Avatar was also a big step forward for the motion camera technology pioneered by Andy Serkis’s Gollum performance in The Lord of the Rings trilogy. All the Na’avi characters, performed by actors in specialized motion capture suits, have a pristine photo-realistic look that captures much of the actor’s facial expressions, losing little of their performance. While a few minor angles and shots show the digital seams, for the most part, this is a wholly convincing artificially created world.
But I wish all this groundbreaking tech and razzle-dazzle was built around a more involving storyline. As a screenwriter, Cameron has strong storytelling instincts, even if he paints in broad strokes. He draws interesting characters but saddles them with uneven dialogue that swings between elegance and cheese. One of the director’s worst instincts is adding one-dimensional villains that swirl their mustaches with ridiculous menace. Here, the corporate stooge Parker Selfridge and the Patton-inspired Miles Quaritch practically invite the audience to boo and hiss them onscreen.
With such a middling script, the actors do what they can, even if many are digitally altered with the motion capture tech. Sam Worthington is solid as Jake and shines during his human-based scenes bringing a cynical weariness to his marine soldier cursed with a broken body. Sigourney Weaver is always a welcome presence, imbuing Dr. Grace Augustine with a feisty edge as she battles with the corporate execs hindering her science-based exploration of this rich ecosystem. And Zoe Saldana breaks through the motion capture trappings as Neytiri, giving her native princess a hunter’s spirit and a warrior’s gravitas. Saldana is quickly becoming the queen of the sci-fiction blockbuster with Star Trek, Guardians of the Galaxy, and here in Avatar. She just needs to land a juicy role in Star Wars to complete the crown.

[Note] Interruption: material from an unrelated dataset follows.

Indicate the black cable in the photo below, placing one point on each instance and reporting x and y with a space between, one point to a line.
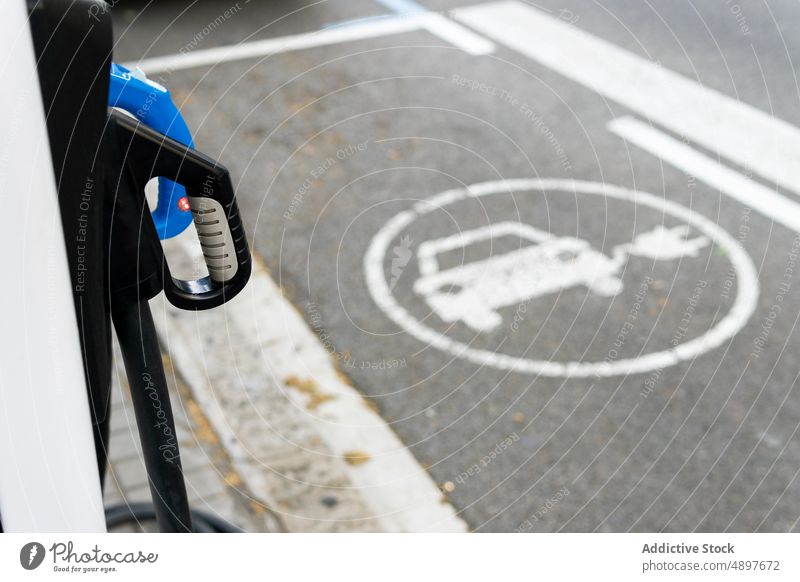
148 386
202 522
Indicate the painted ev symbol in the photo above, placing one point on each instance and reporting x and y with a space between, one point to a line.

Despite its flaws, Avatar is still a highly entertaining movie designed to be seen on a giant IMAX screen. Cameron hasn’t lost his touch crafting huge, emotionally charged, and propulsive action sequences. The epic 30-minute finale is staged with clean camera angles and a clear sense of geography, never losing track of the dramatic beats of our main characters. Here, the director finally ties the strands of the visual effects wizardry, 3-D effects, motion capture technology, and his strong, character-based storytelling into a satisfying package.

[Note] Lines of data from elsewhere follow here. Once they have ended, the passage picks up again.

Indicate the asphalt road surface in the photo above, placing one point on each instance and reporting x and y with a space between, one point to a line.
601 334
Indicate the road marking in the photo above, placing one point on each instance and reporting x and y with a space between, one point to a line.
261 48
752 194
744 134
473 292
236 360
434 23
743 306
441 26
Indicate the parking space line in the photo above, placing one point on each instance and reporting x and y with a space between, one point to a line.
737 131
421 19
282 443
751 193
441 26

Avatar was a massive hit in 2009, earning an impressive 9 Oscar nominations, including Best Picture. But despite becoming the highest-grossing film of all time worldwide ($2.9 billion and counting), the movie had a tiny cultural impact. It seemed to come and go with little fanfare, although it did help usher in the short-lived 3-D boom during the 2010s. And the movie is usually ranked lower on Cameron’s filmography, so it’s curious that he’s chosen to do 4 (so far) sequels. It hasn’t helped that he’s waited 13 years to finally realize the rest of his vision with the 2022 release of Avatar: The Way of Water.

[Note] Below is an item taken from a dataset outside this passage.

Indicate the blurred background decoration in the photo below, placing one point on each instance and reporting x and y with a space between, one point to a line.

Yes, 13 years between movies. As a huge James Cameron fan, I’m frustrated that he’s chosen to stay on Pandora for the rest of his career. Even the director’s sub-par films like The Abyss and True Lies are highly entertaining. One wonders how Cameron would operate on a smaller scale, doing a character-based drama or a period-piece film-noir. For now, we’ll have to settle for the grand Pandora adventures that the director is itching to tell.